COTIDIANO TRAUMÁTICO — Everything, Everywhere, All at Once (2022)
— SILVIA JOAS ERDOS —
Uma foto refletida num espelho circular sugere uma harmonia familiar nos levando a pensar num enquadramento repetitivo e sem saída. Quem de nós não tem uma foto de família?
Começa o grande incomodo visual e estético. Tudo o que vem a seguir é o caos. A tentativa de organizar uma escrita sobre este cenário é empobrecedora do ponto de vista estético, corremos o risco de uma tradução teórica, assim, convido a uma viagem lisérgica, assombrosa tal qual um encontro numa sessão de análise, uma associação livre, deixar vir à tona, soltar tudo o que vier a cabeça. Trata-se do exercício da liberdade, sem título, sem forma. Uma contracultura, tal qual os primórdios da psicanálise no século XIX.
Um casal tentando se comunicar, contar sobre as suas preocupações, os dois não falam a mesma língua, não existe uma linguagem comum. Acordes dissonantes nos invadem, e nos provocam a expectativa de uma história reconfortante, porém o mal-estar persiste.
Há uma evidente desconexão no casal. Ela, preocupada com a sobrevivência dos negócios, com o pai, com a filha; e ele, embora tenha a intenção de se divorciar, atua como se nada estivesse acontecendo.
Ela no meio do caos, por segundos olhando uma TV, se depara com um casal cantando e dançando harmoniosamente.
“Coloca a sua mão na minha. A vida pode ser deliciosa.”
Este é o grande sonho: o desejo, a sexualidade.
Um mundo imaginário de uma riqueza estética única. Uma viagem aos desejos, aos desafios representados em sua singularidade e subjetividade. O eu e o outro. Um encontro analítico, sugere este espanto, uma disposição ao traumático. O desafio é o acesso à loucura, e ao mesmo tempo, uma saída da loucura. Tentando organizar para “não enlouquecer”, o filme em nada difere da nossa realidade traumática.
Em confronto com o cotidiano traumático, recorremos à nossa bagagem interior, procurando algo familiar em nós. Nos deparamos com uma intensidade de desejos, de sonhos, fantasias, com a sexualidade, expectativas. Nos defrontamos com nossas possibilidades e recursos, ansiando uma hipotética organização e equilíbrio.
A escrita, aqui, estimulada pelo filme, também se apresenta desconexa, em busca de harmonia, onde tudo acontece.
À beira da falência, Evelyn é convocada para uma reunião com Deirdre, uma fiscal da autoridade tributária, para prestar esclarecimentos sobre sua declaração de imposto de renda. O clima de tensão é extremo e a partir desse encontro, ela se ausenta e inicia suas viagens no multiverso, aceitando uma missão salvadora, transitando entre o bem e o mal. Nessas viagens assume várias identidades acabando por ressignificar suas relações pessoais, tanto com o marido, como com a filha e o pai.

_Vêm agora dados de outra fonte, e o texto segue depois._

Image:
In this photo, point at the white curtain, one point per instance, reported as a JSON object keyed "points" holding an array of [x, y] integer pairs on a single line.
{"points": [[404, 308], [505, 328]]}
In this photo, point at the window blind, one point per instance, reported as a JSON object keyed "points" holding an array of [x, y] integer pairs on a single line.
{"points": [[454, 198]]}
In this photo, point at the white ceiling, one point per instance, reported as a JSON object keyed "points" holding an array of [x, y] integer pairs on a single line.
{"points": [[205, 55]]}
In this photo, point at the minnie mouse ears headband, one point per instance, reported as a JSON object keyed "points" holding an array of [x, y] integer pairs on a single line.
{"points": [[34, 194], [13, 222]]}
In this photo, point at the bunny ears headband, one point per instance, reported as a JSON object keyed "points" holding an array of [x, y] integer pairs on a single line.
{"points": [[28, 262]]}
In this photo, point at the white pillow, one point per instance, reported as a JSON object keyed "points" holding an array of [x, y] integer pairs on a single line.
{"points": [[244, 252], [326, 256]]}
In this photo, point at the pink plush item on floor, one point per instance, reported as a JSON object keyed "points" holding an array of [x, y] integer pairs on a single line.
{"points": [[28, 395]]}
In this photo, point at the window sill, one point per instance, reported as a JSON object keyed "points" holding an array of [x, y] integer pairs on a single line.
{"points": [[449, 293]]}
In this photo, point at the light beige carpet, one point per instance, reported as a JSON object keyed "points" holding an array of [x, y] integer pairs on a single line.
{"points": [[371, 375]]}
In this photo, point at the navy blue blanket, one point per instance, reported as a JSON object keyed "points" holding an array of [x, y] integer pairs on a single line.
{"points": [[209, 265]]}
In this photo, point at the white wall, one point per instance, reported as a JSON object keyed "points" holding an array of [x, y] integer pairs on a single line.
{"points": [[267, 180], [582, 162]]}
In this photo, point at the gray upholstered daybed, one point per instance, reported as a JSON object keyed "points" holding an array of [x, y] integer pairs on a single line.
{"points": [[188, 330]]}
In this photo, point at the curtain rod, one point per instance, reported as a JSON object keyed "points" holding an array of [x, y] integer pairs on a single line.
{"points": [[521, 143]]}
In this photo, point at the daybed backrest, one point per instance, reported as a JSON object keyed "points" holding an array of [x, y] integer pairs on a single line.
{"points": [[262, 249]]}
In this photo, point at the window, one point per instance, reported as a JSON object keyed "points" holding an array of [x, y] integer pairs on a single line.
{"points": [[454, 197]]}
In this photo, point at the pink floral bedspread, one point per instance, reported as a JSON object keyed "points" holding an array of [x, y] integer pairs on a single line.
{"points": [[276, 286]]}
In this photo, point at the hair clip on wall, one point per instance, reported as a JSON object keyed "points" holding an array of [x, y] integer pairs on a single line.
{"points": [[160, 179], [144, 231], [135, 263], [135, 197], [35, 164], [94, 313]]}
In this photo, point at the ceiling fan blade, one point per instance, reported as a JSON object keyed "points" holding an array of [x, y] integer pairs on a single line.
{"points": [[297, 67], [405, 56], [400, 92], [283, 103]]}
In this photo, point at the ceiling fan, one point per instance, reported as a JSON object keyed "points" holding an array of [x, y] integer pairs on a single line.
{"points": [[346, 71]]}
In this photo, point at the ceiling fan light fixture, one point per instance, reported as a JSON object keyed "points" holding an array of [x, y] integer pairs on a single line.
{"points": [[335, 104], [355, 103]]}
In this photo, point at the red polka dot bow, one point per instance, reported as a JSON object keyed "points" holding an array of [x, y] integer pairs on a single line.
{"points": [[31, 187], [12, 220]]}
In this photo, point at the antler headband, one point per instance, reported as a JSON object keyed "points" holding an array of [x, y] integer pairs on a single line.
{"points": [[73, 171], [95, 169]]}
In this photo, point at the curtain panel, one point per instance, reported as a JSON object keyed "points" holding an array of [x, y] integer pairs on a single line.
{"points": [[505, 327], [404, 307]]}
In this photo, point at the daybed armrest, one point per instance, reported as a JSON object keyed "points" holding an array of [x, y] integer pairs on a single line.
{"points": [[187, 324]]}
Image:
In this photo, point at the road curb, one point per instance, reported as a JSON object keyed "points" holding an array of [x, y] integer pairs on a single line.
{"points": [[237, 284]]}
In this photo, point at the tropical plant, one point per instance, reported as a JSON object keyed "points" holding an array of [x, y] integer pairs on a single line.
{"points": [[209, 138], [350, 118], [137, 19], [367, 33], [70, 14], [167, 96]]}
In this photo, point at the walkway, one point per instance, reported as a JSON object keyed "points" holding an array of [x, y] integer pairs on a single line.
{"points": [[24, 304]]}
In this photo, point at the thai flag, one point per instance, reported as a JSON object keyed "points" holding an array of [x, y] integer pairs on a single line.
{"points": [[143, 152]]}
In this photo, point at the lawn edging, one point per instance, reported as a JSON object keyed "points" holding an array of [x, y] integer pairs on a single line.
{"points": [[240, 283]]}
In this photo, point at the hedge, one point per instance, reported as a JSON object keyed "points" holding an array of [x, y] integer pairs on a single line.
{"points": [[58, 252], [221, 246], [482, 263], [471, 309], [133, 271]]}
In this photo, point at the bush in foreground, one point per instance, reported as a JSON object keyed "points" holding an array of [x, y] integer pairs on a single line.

Amarrar o universo dentro de uma metáfora. Começamos na experiência de um mundo comum, a vida cotidiana. Prestes a perder todas as conquistas a protagonista encontra-se sobrecarregada e infeliz, sua vida é transformada quando surge uma versão diferente de seu marido, para que ela comece a participar de uma nova missão. Uma jornada onde ela é a única capaz de interromper o fim do todo. Um drama familiar comum.
Existem outras versões da própria vida. A dos sonhos e dos desejos. A protagonista não realizou nenhum dos seus sonhos. Isso coloca-a no lugar de antagonista da obra. As coisas na maioria das vezes não fazem sentido. Podemos, porém, aprender com a nossa experiência, e este antagonismo leva-a a vislumbrar uma interação.
A ideia implícita do multiverso é justamente a liberdade, para poder construir o que se quiser dentro dele. Criando várias versões de nós mesmos, um sonho, uma versão desconexa com a realidade. Uma urgência existencial.
No multiverso, Waymond o marido, transforma-se em um galante herói. A filha, Joy, acaba por encarnar uma pessoa má, que no multiverso só reflete o seu desamparo. O pai de Evelyn, autoritário, irredutível, opressor, sempre desmerece a filha.
Uma riqueza de construções, simbolismos, enfrentamentos, onde Evelyn se espanta e se surpreende o tempo todo.
Nós como espectadores, nos confundimos nestes universos paralelos. Não deciframos o que é real.
A situação traumática em si, nos torna reféns, sugerindo estarmos em movimentos circulares, mostra uma incapacidade de adaptação à situação de desprazer. Para sobreviver ao traumático recorremos constantemente ao nosso acervo interno: possibilidades afetivas, memórias, desejos, pulsões, que nos dão suporte emocional para a vida.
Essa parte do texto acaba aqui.